Dès la troisième phrase de la déclaration, il était manifeste que les pays membres de la zone euro, Allemagne et France comprises, ne partageaient plus la même approche de la crise. Les Etats, “chacun selon ses prérogatives, doivent remplir leurs obligations à cette fin". Ce qui peut aussi s’interpréter comme une capitulation : que chacun se débrouille comme il peut.

La montée des forces centrifuges

Voilà donc les derniers tressaillements de la diplomatie commune dans la zone euro. Le consensus n’est qu’une façade. Des forces centrifuges puissantes sont à l’œuvre sous la surface et prennent de l’ampleur. Un jour le patron de la Banque centrale européenne, Mario Draghi, laisse entrevoir de nouvelles aides en faveur des Etats en faillite ; le lendemain, il est démenti par Wolfgang Schäuble, le ministre [allemand] des Finances. La Grèce réclame plus de temps, alors que jour après jour nous parviennent de nouveaux communiqués sur les manquements du gouvernement d’Athènes, et que des responsables politiques allemands exigent ouvertement l’éviction du pays de la zone euro.

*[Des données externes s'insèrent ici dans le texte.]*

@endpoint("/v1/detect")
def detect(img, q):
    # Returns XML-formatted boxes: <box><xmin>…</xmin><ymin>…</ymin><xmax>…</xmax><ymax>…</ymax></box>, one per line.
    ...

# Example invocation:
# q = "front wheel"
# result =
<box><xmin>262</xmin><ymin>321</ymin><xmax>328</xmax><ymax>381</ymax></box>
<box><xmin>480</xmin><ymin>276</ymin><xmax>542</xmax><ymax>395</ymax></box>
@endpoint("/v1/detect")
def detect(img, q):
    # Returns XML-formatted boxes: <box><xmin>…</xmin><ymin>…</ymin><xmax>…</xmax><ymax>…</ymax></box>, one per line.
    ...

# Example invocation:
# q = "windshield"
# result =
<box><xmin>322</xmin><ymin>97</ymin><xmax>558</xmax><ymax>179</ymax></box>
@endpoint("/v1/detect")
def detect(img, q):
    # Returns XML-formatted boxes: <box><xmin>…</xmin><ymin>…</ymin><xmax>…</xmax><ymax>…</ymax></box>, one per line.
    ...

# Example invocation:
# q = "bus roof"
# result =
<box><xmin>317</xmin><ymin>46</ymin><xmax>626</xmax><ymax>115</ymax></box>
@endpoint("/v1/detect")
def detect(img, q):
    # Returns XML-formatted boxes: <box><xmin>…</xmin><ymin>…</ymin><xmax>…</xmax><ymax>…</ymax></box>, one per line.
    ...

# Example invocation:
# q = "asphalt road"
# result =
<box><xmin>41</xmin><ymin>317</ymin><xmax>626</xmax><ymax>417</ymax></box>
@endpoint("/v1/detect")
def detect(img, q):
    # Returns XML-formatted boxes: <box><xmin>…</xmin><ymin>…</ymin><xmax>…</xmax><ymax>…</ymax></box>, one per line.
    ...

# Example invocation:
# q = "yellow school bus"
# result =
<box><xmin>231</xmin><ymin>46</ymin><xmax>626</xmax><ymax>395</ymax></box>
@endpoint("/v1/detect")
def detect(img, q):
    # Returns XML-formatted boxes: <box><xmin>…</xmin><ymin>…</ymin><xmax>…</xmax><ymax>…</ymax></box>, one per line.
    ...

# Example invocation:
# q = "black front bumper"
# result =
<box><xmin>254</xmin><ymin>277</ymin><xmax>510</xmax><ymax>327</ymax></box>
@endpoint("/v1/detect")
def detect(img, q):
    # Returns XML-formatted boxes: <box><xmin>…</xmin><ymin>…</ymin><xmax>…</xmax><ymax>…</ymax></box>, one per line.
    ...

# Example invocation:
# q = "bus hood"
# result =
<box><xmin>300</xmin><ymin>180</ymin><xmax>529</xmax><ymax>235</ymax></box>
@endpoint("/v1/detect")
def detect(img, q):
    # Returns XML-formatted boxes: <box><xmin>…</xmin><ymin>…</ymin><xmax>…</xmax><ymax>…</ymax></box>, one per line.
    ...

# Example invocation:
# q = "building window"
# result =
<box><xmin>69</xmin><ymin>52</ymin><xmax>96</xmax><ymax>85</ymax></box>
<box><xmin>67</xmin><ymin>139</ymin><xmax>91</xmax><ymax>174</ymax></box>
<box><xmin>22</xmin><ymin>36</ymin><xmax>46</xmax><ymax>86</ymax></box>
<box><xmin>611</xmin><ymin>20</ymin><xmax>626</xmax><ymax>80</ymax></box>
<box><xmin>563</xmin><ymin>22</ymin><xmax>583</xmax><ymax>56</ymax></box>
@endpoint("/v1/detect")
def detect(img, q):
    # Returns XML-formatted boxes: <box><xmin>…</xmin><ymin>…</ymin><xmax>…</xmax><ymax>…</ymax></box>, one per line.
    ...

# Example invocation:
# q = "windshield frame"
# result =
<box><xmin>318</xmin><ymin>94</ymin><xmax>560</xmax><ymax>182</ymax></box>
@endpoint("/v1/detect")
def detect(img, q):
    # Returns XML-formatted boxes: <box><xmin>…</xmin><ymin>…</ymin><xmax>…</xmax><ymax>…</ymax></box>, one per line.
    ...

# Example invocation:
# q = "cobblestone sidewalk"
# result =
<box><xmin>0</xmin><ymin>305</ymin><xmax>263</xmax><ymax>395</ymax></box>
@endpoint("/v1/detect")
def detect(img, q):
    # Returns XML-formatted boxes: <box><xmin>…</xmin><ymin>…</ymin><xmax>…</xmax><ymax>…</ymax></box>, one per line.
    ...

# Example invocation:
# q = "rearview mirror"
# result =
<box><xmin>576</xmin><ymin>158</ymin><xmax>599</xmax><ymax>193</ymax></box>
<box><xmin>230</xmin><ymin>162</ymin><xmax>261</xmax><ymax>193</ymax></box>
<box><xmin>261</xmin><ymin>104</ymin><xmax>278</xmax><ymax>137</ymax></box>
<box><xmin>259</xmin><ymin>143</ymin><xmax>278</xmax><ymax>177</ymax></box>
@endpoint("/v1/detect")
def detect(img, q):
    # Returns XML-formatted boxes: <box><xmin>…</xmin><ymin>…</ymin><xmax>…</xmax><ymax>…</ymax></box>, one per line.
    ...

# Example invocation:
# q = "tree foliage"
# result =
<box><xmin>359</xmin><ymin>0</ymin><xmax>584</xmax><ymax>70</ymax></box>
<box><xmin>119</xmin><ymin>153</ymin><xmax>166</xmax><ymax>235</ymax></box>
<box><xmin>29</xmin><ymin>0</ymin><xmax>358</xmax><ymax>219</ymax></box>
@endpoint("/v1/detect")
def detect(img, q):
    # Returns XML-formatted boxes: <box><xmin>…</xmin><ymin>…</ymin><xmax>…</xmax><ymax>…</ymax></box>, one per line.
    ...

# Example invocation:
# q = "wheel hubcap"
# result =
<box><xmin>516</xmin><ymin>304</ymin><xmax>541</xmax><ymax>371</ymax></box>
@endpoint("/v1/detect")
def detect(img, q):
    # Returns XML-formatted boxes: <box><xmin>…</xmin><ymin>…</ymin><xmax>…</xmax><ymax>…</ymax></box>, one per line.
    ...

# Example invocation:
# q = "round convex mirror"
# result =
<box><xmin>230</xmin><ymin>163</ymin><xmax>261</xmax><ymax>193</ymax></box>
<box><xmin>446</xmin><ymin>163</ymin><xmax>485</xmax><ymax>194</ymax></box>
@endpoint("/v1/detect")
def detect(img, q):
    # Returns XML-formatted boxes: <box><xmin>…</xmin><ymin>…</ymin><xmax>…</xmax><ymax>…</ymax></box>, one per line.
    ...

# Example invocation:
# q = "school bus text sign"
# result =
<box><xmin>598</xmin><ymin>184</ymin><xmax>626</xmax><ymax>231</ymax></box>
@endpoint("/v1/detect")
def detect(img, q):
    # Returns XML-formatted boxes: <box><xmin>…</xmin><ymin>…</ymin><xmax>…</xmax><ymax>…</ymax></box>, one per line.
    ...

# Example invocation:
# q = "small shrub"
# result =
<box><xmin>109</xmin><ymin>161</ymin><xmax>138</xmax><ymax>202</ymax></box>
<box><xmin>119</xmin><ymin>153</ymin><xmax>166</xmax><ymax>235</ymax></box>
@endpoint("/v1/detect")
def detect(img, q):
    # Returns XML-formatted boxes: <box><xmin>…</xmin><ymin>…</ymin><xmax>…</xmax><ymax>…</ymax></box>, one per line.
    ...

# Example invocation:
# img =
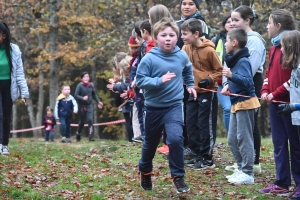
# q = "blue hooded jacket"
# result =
<box><xmin>136</xmin><ymin>46</ymin><xmax>194</xmax><ymax>107</ymax></box>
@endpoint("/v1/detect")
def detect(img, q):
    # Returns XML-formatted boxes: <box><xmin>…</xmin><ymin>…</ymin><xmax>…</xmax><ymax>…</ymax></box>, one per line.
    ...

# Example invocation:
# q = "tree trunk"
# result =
<box><xmin>36</xmin><ymin>33</ymin><xmax>45</xmax><ymax>137</ymax></box>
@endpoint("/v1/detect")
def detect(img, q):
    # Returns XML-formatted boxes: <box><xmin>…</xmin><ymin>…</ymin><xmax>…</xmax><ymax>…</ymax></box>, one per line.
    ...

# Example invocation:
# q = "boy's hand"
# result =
<box><xmin>222</xmin><ymin>67</ymin><xmax>232</xmax><ymax>78</ymax></box>
<box><xmin>187</xmin><ymin>88</ymin><xmax>197</xmax><ymax>101</ymax></box>
<box><xmin>221</xmin><ymin>84</ymin><xmax>230</xmax><ymax>96</ymax></box>
<box><xmin>162</xmin><ymin>71</ymin><xmax>176</xmax><ymax>83</ymax></box>
<box><xmin>277</xmin><ymin>104</ymin><xmax>295</xmax><ymax>116</ymax></box>
<box><xmin>98</xmin><ymin>102</ymin><xmax>103</xmax><ymax>109</ymax></box>
<box><xmin>260</xmin><ymin>93</ymin><xmax>268</xmax><ymax>101</ymax></box>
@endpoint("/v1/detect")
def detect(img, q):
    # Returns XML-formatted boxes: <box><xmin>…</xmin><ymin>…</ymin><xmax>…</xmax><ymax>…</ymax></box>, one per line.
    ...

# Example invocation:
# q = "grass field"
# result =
<box><xmin>0</xmin><ymin>138</ymin><xmax>294</xmax><ymax>200</ymax></box>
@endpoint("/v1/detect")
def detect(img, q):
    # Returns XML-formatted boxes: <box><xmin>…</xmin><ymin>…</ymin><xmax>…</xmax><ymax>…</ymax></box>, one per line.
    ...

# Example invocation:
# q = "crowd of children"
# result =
<box><xmin>0</xmin><ymin>0</ymin><xmax>300</xmax><ymax>200</ymax></box>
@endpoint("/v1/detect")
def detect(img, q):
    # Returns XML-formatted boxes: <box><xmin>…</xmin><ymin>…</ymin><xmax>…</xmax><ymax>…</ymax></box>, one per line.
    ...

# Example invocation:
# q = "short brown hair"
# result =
<box><xmin>180</xmin><ymin>18</ymin><xmax>202</xmax><ymax>37</ymax></box>
<box><xmin>153</xmin><ymin>17</ymin><xmax>179</xmax><ymax>39</ymax></box>
<box><xmin>227</xmin><ymin>28</ymin><xmax>248</xmax><ymax>49</ymax></box>
<box><xmin>281</xmin><ymin>30</ymin><xmax>300</xmax><ymax>69</ymax></box>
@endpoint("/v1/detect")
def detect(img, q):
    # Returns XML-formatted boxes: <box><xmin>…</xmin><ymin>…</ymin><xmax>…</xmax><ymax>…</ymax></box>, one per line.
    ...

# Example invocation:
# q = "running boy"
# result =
<box><xmin>180</xmin><ymin>18</ymin><xmax>222</xmax><ymax>170</ymax></box>
<box><xmin>222</xmin><ymin>28</ymin><xmax>260</xmax><ymax>184</ymax></box>
<box><xmin>136</xmin><ymin>18</ymin><xmax>197</xmax><ymax>193</ymax></box>
<box><xmin>54</xmin><ymin>85</ymin><xmax>78</xmax><ymax>143</ymax></box>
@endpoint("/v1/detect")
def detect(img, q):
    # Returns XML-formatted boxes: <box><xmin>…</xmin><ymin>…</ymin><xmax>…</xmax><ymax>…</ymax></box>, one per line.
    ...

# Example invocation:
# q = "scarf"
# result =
<box><xmin>81</xmin><ymin>82</ymin><xmax>91</xmax><ymax>87</ymax></box>
<box><xmin>225</xmin><ymin>47</ymin><xmax>250</xmax><ymax>68</ymax></box>
<box><xmin>271</xmin><ymin>31</ymin><xmax>287</xmax><ymax>47</ymax></box>
<box><xmin>181</xmin><ymin>11</ymin><xmax>200</xmax><ymax>21</ymax></box>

Au lieu de parler des problèmes de son pays, le ministre des Affaires européennes espagnol préfère appelerà un renforcement des aides en provenance d’Allemagne. Quant aux solutions à mettre en œuvre – achat direct ou indirect d’obligations, sauvetage des banques, programmes d’austérité – personne n’est d’accord.

L’euro meurt au Sud

Au demeurant, il n’y a qu’au Conseil de la BCE que le gouvernement allemand est en position minoritaire. Si l’on inclut les Etats membres de l’Est, la situation est déjà différente. Un profond fossé sépare le Nord et le Sud. Tôt ou tard, nous serons bien obligés de nous regarder dans les yeux et de nous avouer que cela ne fonctionne plus.

Loin de se rapprocher, les zones économiques du Nord et du Sud de l’Europe se sont éloignées en onze années d’existence de l’euro. Dans ces conditions, une monnaie commune n’a pas de sens.